Gli animali domestici sono sempre più parte integrante della vita quotidiana degli italiani. Ma a differenza di quanto si potrebbe immaginare, non sono le persone sole – in aumento nel Paese – a fare più spesso spazio a un cane, un gatto o un altro compagno a quattro zampe. I numeri raccontano una realtà diversa, più articolata e sorprendente.
Secondo le stime più recenti, in Italia vivono circa 25,5 milioni di animali domestici, distribuiti in oltre 10 milioni di famiglie, pari a quasi quattro nuclei su dieci. Una presenza significativa, che però non si distribuisce in modo uniforme tra le diverse tipologie familiari.
Famiglie con figli adolescenti in testa
A guidare la classifica sono le coppie con figli dai 14 anni in su, tra le quali più della metà (51,2%) ospita almeno un animale. Percentuali molto simili si registrano anche tra i genitori single con figli adolescenti (48,8%). La presenza di un animale sembra dunque legarsi a un contesto familiare già strutturato, dove i ragazzi più grandi possono contribuire alla gestione quotidiana del nuovo arrivato.
La quota scende leggermente nelle famiglie con bambini più piccoli: 43,3% tra le coppie con figli sotto i 14 anni e 42,5% tra i monogenitori con figli della stessa fascia d’età. Un dato che potrebbe riflettere la maggiore complessità organizzativa legata alla cura dei più piccoli.
Coppie giovani senza figli più disponibili degli anziani
Interessante anche il comportamento delle coppie senza figli: quelle con componenti under 65 accolgono animali nel 47,9% dei casi, una percentuale molto elevata che suggerisce un forte desiderio di compagnia o di arricchimento affettivo all’interno del nucleo.
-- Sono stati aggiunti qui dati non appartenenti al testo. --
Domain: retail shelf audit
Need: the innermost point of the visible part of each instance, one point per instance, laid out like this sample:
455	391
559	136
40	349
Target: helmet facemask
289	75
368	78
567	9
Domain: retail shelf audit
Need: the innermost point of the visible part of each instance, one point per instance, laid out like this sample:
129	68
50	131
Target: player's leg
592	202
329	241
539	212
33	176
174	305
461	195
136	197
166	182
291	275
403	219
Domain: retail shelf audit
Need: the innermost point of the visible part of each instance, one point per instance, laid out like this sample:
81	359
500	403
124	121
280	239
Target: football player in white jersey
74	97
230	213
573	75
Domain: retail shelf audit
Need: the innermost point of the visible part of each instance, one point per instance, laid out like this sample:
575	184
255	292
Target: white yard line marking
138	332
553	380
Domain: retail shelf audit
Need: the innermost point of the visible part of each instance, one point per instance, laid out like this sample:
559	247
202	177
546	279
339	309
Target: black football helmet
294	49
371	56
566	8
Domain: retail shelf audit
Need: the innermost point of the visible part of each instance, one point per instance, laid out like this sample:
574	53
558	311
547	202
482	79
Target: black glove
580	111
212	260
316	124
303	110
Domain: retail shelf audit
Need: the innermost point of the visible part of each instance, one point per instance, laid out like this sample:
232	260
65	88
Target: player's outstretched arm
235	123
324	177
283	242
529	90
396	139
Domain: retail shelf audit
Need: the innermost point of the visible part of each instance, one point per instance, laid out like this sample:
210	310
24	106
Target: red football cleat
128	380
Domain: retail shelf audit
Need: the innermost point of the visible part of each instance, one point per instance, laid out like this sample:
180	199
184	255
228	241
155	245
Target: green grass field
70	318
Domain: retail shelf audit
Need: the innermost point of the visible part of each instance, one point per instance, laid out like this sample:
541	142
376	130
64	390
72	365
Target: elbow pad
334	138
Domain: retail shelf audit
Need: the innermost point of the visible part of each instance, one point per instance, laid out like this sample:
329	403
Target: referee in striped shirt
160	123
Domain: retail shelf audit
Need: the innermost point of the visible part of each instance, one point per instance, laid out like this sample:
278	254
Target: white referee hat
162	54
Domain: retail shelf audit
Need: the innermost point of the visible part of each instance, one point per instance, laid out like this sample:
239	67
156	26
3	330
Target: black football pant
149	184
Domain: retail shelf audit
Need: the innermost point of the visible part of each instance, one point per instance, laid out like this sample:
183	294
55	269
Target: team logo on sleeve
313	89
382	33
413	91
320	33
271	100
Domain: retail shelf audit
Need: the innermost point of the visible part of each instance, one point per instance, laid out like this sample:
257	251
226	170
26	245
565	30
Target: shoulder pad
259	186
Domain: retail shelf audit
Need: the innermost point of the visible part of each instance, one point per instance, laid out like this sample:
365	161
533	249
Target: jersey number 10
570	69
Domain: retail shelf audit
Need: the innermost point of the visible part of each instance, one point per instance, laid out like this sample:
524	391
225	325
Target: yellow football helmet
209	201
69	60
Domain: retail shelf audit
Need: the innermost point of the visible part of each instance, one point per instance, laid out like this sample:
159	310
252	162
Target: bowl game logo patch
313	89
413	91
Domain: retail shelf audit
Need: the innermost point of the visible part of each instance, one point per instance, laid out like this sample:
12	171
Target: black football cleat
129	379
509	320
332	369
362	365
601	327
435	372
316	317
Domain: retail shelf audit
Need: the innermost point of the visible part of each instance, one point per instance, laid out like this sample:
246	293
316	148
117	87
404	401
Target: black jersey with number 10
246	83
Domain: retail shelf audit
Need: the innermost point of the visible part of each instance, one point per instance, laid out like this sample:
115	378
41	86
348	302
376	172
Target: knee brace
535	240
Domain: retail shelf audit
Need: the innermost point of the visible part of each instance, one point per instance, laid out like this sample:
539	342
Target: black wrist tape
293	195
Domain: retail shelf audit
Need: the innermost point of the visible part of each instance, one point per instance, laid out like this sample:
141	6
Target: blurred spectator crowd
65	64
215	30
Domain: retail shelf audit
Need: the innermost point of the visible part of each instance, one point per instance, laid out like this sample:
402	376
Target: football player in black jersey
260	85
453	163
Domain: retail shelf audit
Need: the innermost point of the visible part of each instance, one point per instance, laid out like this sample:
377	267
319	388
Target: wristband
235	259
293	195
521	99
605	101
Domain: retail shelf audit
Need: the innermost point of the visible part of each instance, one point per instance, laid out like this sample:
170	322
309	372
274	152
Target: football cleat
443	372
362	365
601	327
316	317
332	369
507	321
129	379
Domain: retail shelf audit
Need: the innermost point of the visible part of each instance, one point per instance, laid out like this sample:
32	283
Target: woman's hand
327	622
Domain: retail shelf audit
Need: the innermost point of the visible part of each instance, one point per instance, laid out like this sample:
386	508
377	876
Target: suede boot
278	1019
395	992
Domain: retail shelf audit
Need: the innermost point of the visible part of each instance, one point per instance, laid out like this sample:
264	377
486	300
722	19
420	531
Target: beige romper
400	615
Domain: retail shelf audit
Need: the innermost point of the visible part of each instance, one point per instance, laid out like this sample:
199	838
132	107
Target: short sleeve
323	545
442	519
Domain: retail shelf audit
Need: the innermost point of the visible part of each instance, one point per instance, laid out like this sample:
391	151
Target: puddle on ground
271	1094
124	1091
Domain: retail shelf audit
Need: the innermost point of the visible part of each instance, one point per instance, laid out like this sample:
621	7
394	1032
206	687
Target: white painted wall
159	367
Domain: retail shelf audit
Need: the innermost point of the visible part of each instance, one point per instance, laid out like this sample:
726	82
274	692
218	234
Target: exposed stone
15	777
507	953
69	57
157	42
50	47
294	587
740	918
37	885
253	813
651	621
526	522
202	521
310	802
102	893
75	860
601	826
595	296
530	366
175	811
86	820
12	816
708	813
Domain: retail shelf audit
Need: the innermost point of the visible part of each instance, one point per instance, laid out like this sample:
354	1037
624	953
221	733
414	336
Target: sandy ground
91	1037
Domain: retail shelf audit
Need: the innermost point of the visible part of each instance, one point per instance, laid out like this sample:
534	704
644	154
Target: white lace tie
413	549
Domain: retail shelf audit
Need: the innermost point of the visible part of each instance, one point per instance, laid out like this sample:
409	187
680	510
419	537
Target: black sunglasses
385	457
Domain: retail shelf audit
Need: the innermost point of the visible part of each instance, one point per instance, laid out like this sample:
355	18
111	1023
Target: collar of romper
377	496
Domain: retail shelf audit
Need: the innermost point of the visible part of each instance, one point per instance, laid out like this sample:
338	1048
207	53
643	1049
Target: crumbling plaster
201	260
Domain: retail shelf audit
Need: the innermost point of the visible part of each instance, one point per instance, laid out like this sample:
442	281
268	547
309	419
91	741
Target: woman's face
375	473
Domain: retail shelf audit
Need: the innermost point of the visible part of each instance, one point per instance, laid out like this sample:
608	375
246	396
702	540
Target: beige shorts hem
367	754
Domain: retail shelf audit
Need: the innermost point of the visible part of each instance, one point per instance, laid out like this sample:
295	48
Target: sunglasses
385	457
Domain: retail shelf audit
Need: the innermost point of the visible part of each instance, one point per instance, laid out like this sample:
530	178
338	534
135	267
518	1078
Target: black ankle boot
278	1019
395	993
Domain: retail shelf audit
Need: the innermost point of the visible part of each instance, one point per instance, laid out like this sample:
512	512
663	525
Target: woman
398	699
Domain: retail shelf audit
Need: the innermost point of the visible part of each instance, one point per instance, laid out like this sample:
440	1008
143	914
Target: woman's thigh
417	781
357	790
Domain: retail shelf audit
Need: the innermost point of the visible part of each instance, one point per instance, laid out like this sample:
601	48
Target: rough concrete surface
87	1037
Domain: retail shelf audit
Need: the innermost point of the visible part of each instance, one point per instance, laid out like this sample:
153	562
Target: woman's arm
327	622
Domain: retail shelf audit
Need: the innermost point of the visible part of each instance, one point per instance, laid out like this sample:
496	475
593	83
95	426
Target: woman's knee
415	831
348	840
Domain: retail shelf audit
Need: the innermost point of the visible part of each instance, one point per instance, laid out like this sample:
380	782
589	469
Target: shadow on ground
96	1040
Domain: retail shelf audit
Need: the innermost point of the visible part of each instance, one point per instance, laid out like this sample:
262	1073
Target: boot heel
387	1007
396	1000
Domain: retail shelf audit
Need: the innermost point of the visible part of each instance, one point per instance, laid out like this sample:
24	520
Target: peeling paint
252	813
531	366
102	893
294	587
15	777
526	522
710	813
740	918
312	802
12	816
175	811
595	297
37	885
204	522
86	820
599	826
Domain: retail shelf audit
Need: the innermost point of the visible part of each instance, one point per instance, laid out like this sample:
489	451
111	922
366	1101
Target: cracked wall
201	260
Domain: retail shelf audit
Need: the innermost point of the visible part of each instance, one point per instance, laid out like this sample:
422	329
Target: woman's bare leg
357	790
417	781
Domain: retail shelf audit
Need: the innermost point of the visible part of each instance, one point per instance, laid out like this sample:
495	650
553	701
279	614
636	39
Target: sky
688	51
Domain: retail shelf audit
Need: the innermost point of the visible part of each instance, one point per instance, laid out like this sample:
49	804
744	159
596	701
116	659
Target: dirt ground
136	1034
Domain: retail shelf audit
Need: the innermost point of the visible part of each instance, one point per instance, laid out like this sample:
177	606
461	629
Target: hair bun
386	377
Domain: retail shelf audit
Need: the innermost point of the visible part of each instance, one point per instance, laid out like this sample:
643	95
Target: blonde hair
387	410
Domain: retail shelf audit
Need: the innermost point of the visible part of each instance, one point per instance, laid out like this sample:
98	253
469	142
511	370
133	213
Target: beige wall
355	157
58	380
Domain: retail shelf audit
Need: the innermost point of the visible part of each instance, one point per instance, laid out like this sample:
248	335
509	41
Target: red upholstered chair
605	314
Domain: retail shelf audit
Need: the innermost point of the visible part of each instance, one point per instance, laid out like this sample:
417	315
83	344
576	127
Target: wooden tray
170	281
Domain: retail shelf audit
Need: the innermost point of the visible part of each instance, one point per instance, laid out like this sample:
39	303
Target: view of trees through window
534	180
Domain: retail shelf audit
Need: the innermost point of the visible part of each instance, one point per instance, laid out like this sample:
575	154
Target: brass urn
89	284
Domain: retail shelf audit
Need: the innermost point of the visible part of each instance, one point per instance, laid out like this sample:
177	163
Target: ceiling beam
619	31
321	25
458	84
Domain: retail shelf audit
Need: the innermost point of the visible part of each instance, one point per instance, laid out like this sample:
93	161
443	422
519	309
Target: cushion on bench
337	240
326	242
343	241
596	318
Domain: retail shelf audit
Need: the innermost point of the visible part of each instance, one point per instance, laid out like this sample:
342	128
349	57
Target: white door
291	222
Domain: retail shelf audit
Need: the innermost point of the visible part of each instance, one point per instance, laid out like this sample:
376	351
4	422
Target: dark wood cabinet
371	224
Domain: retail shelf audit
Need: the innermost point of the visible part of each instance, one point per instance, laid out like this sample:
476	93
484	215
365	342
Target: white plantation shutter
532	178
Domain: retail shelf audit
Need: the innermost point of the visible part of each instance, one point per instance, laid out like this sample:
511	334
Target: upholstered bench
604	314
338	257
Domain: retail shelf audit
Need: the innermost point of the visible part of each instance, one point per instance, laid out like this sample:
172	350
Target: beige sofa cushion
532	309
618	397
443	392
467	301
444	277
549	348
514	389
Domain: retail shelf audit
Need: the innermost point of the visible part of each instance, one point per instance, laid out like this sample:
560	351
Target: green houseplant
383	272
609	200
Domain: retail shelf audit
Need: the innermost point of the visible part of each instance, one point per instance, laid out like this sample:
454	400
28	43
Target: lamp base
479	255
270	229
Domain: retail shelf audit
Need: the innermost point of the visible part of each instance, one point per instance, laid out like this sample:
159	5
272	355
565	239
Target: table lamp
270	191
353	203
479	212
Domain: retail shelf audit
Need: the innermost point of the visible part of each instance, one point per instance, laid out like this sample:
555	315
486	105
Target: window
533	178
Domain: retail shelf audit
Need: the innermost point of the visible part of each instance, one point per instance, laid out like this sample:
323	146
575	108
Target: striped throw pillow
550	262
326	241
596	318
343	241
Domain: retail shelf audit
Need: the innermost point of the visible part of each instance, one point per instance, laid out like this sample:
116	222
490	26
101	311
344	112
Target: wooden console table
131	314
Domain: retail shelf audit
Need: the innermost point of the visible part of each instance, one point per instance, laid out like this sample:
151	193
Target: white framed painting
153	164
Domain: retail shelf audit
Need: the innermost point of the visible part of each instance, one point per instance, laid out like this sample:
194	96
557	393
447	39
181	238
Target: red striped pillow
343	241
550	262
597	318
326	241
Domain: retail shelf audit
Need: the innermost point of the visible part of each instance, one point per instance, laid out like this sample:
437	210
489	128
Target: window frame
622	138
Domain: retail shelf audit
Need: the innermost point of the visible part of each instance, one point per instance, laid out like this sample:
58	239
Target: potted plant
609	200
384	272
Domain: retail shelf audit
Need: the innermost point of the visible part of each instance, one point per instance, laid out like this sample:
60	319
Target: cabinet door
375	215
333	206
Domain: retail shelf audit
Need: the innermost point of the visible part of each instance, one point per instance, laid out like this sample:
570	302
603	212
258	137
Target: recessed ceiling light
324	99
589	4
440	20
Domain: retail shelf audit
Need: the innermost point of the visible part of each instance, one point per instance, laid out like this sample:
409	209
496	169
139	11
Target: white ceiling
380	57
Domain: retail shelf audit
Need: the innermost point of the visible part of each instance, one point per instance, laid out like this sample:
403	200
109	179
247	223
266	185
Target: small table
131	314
Il quadro cambia però quando almeno uno dei partner supera i 65 anni: in questo caso la disponibilità a prendersi cura di un animale scende al 32,4%, probabilmente per ragioni legate alla salute, alla mobilità o alla gestione quotidiana.
Le persone sole? In fondo alla classifica
Contrariamente allo stereotipo più diffuso, le persone sole sono quelle che meno ospitano animali domestici. Tra gli under 64 la percentuale si ferma al 30,8%, mentre tra gli over 65 scende ulteriormente al 22,7%. Un dato che apre interrogativi sulle difficoltà pratiche, economiche o logistiche che possono scoraggiare chi vive da solo.
Piccoli Comuni, grandi amici a quattro zampe
La geografia del fenomeno mostra differenze marcate: gli animali domestici sono molto meno presenti nelle grandi città, mentre spopolano nei piccoli centri. Nei Comuni con meno di 2.000 abitanti, infatti, la metà delle famiglie possiede almeno un animale. Spazi verdi più ampi, abitazioni più grandi e una maggiore vicinanza alla natura sembrano favorire la scelta.
Cani e gatti dominano, ma i più piccoli piacciono ai bambini
Nella classifica delle preferenze non ci sono sorprese: cani e gatti restano i protagonisti assoluti, presenti in un terzo delle famiglie italiane. Più rari, ma comunque apprezzati soprattutto nelle case con bambini sotto i 14 anni, sono pesci, uccelli e tartarughe, spesso considerati più semplici da gestire e adatti a introdurre i più piccoli alla cura di un animale.